FM-009OpenAI2024-12-11impact 4h 22mSEV-1

A telemetry rollout takes down ChatGPT for four hours.

How a telemetry service intended to improve observability instead made every node in every large cluster hammer the Kubernetes API server, why service discovery failed when the control plane saturated, and why the rollback path required the same API server that the rollout had just overwhelmed.

deploykubernetescascade

summary

The Kubernetes API server was not in front of ChatGPT users, but it kept the user-facing path alive. OpenAI's production clusters used it to schedule pods, restart unhealthy workloads, and serve DNS queries that applications needed to find their dependencies. As long as that control plane answered quickly enough, the data plane could keep moving traffic. When it saturated, scheduling stopped, health checks timed out, and service discovery broke at the same time. Existing pods could serve for a while, but only while the routes and dependencies they already knew remained valid.

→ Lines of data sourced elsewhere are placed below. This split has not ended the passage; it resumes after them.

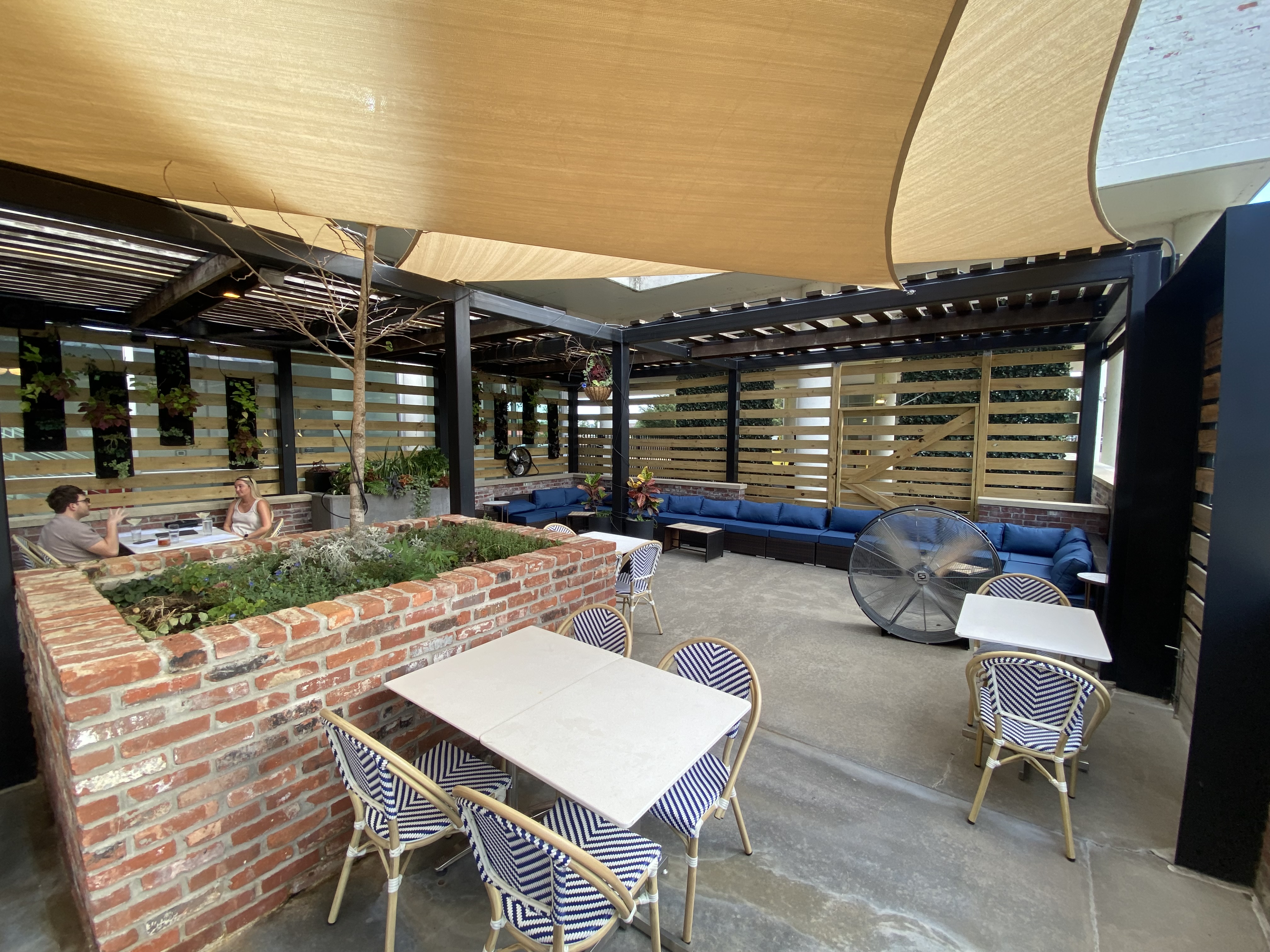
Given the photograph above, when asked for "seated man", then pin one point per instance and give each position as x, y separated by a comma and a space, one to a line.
70, 540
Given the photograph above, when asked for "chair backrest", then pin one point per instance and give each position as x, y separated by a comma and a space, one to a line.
30, 559
533, 865
1034, 697
376, 776
1025, 588
639, 568
719, 664
603, 626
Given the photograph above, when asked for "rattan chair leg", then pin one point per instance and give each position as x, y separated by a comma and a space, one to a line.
690, 890
343, 878
741, 825
1066, 809
655, 915
983, 784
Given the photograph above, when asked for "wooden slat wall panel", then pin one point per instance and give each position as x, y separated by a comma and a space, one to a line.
1202, 520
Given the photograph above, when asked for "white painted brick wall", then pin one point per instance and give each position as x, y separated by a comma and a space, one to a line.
1196, 75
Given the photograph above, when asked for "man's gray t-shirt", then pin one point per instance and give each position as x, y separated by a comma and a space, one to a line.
69, 540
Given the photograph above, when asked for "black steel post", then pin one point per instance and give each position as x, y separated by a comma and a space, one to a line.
573, 429
1227, 789
459, 400
621, 427
1088, 450
18, 763
288, 462
733, 450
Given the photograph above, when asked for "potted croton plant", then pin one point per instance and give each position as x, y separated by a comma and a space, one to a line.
644, 506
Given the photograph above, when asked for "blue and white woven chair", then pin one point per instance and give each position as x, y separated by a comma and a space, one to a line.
710, 784
562, 884
603, 626
636, 582
1025, 588
1037, 709
401, 807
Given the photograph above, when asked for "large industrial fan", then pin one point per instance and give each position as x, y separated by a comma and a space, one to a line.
912, 568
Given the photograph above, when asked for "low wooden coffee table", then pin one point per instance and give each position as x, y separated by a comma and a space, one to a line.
707, 539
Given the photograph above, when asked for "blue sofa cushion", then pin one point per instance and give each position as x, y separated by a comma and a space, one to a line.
796, 534
851, 521
1075, 535
766, 513
996, 534
748, 529
550, 498
721, 508
1032, 541
1041, 572
838, 539
802, 517
684, 504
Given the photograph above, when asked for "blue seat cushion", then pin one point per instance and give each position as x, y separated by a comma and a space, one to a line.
802, 517
838, 539
684, 504
996, 534
1041, 572
768, 513
1027, 559
1032, 541
721, 508
796, 534
747, 529
550, 498
851, 521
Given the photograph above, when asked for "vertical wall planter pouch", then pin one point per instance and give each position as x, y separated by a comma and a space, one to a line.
44, 418
241, 411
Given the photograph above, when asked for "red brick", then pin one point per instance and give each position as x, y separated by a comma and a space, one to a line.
173, 686
210, 789
143, 861
210, 745
171, 781
97, 809
286, 675
88, 707
167, 735
327, 681
249, 709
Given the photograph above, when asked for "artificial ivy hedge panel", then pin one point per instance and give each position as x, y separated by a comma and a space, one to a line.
172, 372
44, 426
112, 445
241, 411
553, 431
501, 439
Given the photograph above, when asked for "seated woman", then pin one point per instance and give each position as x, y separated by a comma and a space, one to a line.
248, 516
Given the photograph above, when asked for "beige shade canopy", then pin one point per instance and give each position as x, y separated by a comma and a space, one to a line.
575, 139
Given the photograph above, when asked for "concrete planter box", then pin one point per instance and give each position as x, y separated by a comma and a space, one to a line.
331, 512
191, 782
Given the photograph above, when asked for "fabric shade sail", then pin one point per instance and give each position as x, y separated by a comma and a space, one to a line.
812, 139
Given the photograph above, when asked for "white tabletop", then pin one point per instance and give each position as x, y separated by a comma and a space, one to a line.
214, 537
478, 690
625, 544
618, 739
1037, 626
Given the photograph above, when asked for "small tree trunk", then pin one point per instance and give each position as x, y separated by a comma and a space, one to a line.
358, 499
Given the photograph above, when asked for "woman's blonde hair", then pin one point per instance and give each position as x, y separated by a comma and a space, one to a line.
256, 490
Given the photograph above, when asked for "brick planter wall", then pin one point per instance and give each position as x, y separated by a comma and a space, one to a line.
192, 784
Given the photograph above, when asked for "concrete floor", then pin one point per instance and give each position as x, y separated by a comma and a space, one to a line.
855, 794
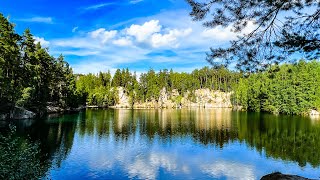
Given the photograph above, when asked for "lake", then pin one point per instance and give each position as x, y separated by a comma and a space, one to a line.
169, 144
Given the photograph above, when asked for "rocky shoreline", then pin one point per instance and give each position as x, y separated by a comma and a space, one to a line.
202, 98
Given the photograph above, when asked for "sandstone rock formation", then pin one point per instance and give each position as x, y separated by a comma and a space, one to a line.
204, 98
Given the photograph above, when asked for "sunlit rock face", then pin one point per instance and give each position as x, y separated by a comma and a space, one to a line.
123, 98
204, 98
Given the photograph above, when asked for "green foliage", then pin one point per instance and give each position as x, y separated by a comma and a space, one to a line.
101, 92
30, 77
288, 89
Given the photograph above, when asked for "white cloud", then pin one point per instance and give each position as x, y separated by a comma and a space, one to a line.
103, 35
125, 41
75, 29
42, 41
143, 32
169, 39
38, 19
225, 34
140, 41
97, 6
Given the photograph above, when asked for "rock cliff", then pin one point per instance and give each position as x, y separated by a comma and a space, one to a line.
205, 98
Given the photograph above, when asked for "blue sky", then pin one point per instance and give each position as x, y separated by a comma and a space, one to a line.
101, 35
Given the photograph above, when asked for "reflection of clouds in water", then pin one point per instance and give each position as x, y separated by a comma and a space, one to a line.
230, 170
147, 167
142, 169
137, 164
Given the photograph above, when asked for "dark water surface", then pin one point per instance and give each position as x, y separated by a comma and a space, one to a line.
173, 144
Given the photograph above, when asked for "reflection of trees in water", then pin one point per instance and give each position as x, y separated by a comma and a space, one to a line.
20, 158
291, 138
286, 137
40, 145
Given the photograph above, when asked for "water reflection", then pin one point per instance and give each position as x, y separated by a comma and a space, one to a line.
186, 143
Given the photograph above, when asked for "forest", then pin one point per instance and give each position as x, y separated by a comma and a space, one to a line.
31, 78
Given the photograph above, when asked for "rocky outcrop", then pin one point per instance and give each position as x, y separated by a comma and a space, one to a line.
204, 98
123, 99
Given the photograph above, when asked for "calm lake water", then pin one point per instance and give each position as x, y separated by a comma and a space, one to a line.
173, 144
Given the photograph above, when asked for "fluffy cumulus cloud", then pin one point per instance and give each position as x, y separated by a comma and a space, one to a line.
225, 34
170, 39
124, 41
42, 41
149, 42
143, 32
103, 35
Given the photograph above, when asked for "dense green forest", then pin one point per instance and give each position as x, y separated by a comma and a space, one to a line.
100, 88
286, 88
31, 78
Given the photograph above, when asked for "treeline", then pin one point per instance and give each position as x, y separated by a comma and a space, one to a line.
101, 88
29, 76
287, 89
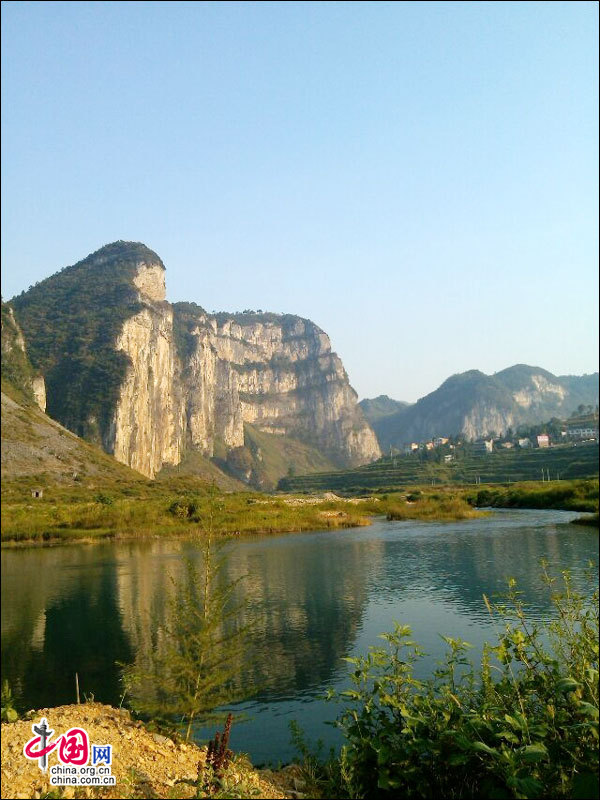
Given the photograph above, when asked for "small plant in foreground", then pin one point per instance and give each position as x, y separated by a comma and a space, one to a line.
525, 725
9, 713
218, 755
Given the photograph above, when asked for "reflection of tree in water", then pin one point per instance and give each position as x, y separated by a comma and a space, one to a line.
81, 632
303, 609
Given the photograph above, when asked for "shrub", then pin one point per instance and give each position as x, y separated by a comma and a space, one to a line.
524, 725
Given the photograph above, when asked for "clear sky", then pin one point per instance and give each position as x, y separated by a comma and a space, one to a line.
420, 179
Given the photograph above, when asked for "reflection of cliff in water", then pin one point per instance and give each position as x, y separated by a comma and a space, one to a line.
303, 607
60, 617
82, 610
476, 558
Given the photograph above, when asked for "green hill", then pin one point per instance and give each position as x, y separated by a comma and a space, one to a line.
563, 462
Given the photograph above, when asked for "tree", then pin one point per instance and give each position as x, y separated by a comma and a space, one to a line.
191, 669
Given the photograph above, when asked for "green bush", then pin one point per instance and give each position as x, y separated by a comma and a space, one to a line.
524, 725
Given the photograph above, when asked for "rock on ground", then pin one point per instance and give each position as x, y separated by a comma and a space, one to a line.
145, 764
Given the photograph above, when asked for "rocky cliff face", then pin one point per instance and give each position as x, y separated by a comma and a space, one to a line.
16, 367
182, 379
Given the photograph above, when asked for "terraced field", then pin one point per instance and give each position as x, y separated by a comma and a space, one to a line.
561, 462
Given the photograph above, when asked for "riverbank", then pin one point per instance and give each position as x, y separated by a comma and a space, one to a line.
145, 764
67, 516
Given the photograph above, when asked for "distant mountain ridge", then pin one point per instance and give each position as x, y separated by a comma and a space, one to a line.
474, 405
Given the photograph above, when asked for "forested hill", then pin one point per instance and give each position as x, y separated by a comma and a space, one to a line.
474, 405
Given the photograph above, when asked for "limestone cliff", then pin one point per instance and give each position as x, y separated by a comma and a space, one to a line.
150, 381
16, 366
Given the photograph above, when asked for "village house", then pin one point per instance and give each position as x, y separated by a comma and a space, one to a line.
483, 446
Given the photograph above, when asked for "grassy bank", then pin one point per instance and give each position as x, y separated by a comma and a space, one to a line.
182, 507
157, 509
568, 495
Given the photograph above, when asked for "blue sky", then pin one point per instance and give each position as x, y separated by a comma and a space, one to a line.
420, 179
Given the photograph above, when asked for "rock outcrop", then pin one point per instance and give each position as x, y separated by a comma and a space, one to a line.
151, 381
16, 366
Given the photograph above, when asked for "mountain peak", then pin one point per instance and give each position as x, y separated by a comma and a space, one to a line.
124, 251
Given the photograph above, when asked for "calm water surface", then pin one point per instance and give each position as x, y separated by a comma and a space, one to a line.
313, 599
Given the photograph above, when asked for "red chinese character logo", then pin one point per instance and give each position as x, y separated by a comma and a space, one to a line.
74, 747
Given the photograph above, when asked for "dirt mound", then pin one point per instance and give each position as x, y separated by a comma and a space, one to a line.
145, 764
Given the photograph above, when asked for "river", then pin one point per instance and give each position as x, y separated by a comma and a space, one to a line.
312, 599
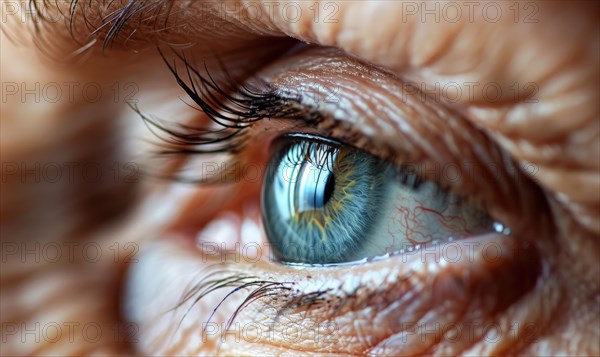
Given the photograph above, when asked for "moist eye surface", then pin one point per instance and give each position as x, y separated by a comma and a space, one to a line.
324, 202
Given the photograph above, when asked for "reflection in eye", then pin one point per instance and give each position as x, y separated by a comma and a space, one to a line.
325, 202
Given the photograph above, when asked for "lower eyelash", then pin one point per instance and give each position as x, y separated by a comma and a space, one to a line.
222, 276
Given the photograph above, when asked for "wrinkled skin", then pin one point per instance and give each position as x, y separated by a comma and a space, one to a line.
553, 288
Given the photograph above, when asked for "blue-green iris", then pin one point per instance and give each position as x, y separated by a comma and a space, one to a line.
321, 199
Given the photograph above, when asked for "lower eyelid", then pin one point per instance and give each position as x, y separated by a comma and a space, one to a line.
395, 292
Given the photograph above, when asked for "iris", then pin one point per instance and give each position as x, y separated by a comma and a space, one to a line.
325, 202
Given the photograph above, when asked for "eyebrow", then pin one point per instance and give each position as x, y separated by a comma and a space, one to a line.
111, 20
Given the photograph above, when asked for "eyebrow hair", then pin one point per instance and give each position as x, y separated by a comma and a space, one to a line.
106, 18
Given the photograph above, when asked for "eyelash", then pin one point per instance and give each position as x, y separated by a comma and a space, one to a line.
240, 106
233, 107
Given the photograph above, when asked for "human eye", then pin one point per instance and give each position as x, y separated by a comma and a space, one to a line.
365, 178
324, 202
401, 190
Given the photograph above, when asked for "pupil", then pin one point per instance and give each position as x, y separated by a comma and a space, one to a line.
329, 188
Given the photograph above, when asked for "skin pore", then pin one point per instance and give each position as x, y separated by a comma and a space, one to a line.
541, 293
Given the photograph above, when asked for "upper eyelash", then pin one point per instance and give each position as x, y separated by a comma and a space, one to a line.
232, 106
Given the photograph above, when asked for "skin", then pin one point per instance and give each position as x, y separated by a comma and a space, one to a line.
545, 281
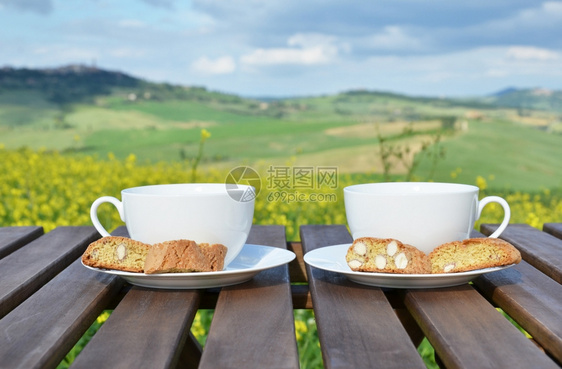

On the afternoon of December 11, 2024, OpenAI deployed a new telemetry service across its production clusters. The intent was better observability of the Kubernetes control plane itself. The service was configured so that every node in each cluster executed a set of resource-intensive Kubernetes API operations on a regular interval. The cost of those operations scaled with the size of the cluster. On staging clusters, the cost was small. On the largest production clusters, with thousands of nodes, the aggregate load was enough to saturate the API servers within minutes of the rollout.

The cascade was straightforward once the control plane saturated. Pod scheduling stalled. Health checks took too long to complete. DNS-based service discovery, which depended on the same Kubernetes control plane, broke for the rest of the workloads in the cluster. Applications could not find their dependencies. ChatGPT began returning errors at 23:16 UTC. The API returned 503s. Sora stopped accepting requests. Engineering identified the deployment as the trigger within minutes and decided to roll it back.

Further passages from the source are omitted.